Environmental Science:
- 202.106.0.17: as Client
- 202.106.0.27: as router
- 192.168.205.37: as lvs1
- 192.168.205.47: as lvs2
- 192.168.205.57: as websrv1
- 192.168.205.67: as websrv2
- 192.168.205.77: as websrv3
- 192.168.205.87: as websrv4
Note: Firealld is disabled by default for all operating systems, IPtable is empty, selinux is closed
Edition:
- OS: centos 7 1810 with mini install
- keepalived
- httpd
Purpose:
Using keepalived to monitor four web servers, two servers are in a group, each using a virtual IP address, lvs1 as the master of vip2, lvs2 as the master of vip2, and vip1 as the master of each other, and using LVS as load balancing, the service down loader can be found automatically and the fault host can be removed automatically, so as to achieve fault-free scheduling.
Configure router
- Turn on routing forwarding
[root@router data]#ech 1 > /proc/sys/net/ipv4/ip_forward
- Adding a 10.1.1.1 to eth1 of router, because I have to have routing when I want to go to the LVS 1 and lvs2 servers, because the virtual IP of two hosts is likely to drift, so when one of them down s, it is impossible to determine which host is on. In order to be safe and not routing, I directly connect with IP.

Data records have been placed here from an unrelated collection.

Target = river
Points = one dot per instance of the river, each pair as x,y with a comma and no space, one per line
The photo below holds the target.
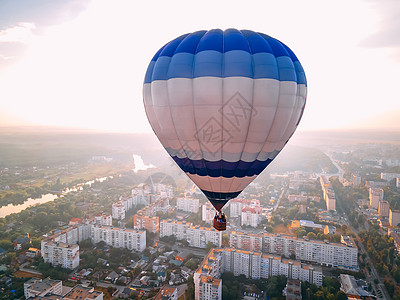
13,209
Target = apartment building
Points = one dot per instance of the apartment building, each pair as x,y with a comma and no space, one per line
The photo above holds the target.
251,216
328,193
188,204
195,235
60,254
207,213
209,288
119,237
383,209
83,293
245,241
342,254
152,224
36,287
103,220
253,265
375,196
236,206
118,211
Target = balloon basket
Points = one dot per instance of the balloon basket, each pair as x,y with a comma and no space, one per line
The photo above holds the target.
219,224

[root@router data]#ip a a 10.1.1.1/24 dev eth0:1
Configure four real server s first
-
Run the following script on two servers of app1 192.168.205.57/67
[root@websrv1 data]#cat lvs_dr_rs.sh #!/bin/bash vip=10.1.1.100 gateway=192.168.205.27 mask='24' dev=lo:1 rpm -q httpd &> /dev/null || yum -y install httpd &>/dev/null service httpd start &> /dev/null && echo "The httpd Server is Ready!" echo "this is `hostname`" > /var/www/html/index.html case $1 in start) echo 1 > /proc/sys/net/ipv4/conf/all/arp_ignore echo 1 > /proc/sys/net/ipv4/conf/lo/arp_ignore echo 2 > /proc/sys/net/ipv4/conf/all/arp_announce echo 2 > /proc/sys/net/ipv4/conf/lo/arp_announce ip a a $vip/$mask dev $dev #broadcast $vip up ip route add default via $gateway dev eth0 #route add -host $vip dev $dev echo "The RS Server is Ready!" ;; stop) systemctl restart network echo 0 > /proc/sys/net/ipv4/conf/all/arp_ignore echo 0 > /proc/sys/net/ipv4/conf/lo/arp_ignore echo 0 > /proc/sys/net/ipv4/conf/all/arp_announce echo 0 > /proc/sys/net/ipv4/conf/lo/arp_announce echo "The RS Server is Canceled!" ;; *) echo "Usage: $(basename $0) start|stop" exit 1 ;; esac -
Run the following script on two app2 servers 192.168.205.77/87
[root@websrv3 data]#cat lvs_dr_rs.sh #!/bin/bash vip=10.1.1.200 gateway=192.168.205.27 mask='24' dev=lo:1 rpm -q httpd &> /dev/null || yum -y install httpd &>/dev/null service httpd start &> /dev/null && echo "The httpd Server is Ready!" echo "this is `hostname`" > /var/www/html/index.html case $1 in start) echo 1 > /proc/sys/net/ipv4/conf/all/arp_ignore echo 1 > /proc/sys/net/ipv4/conf/lo/arp_ignore echo 2 > /proc/sys/net/ipv4/conf/all/arp_announce echo 2 > /proc/sys/net/ipv4/conf/lo/arp_announce ip address add $vip/$mask dev $dev #broadcast $vip up ip route add default via $gateway dev eth0 #route add -host $vip dev $dev echo "The RS Server is Ready!" ;; stop) systemctl restart network echo 0 > /proc/sys/net/ipv4/conf/all/arp_ignore echo 0 > /proc/sys/net/ipv4/conf/lo/arp_ignore echo 0 > /proc/sys/net/ipv4/conf/all/arp_announce echo 0 > /proc/sys/net/ipv4/conf/lo/arp_announce echo "The RS Server is Canceled!" ;; *) echo "Usage: $(basename $0) start|stop" exit 1 ;; esacDo the same action on two lvs (except for special instructions)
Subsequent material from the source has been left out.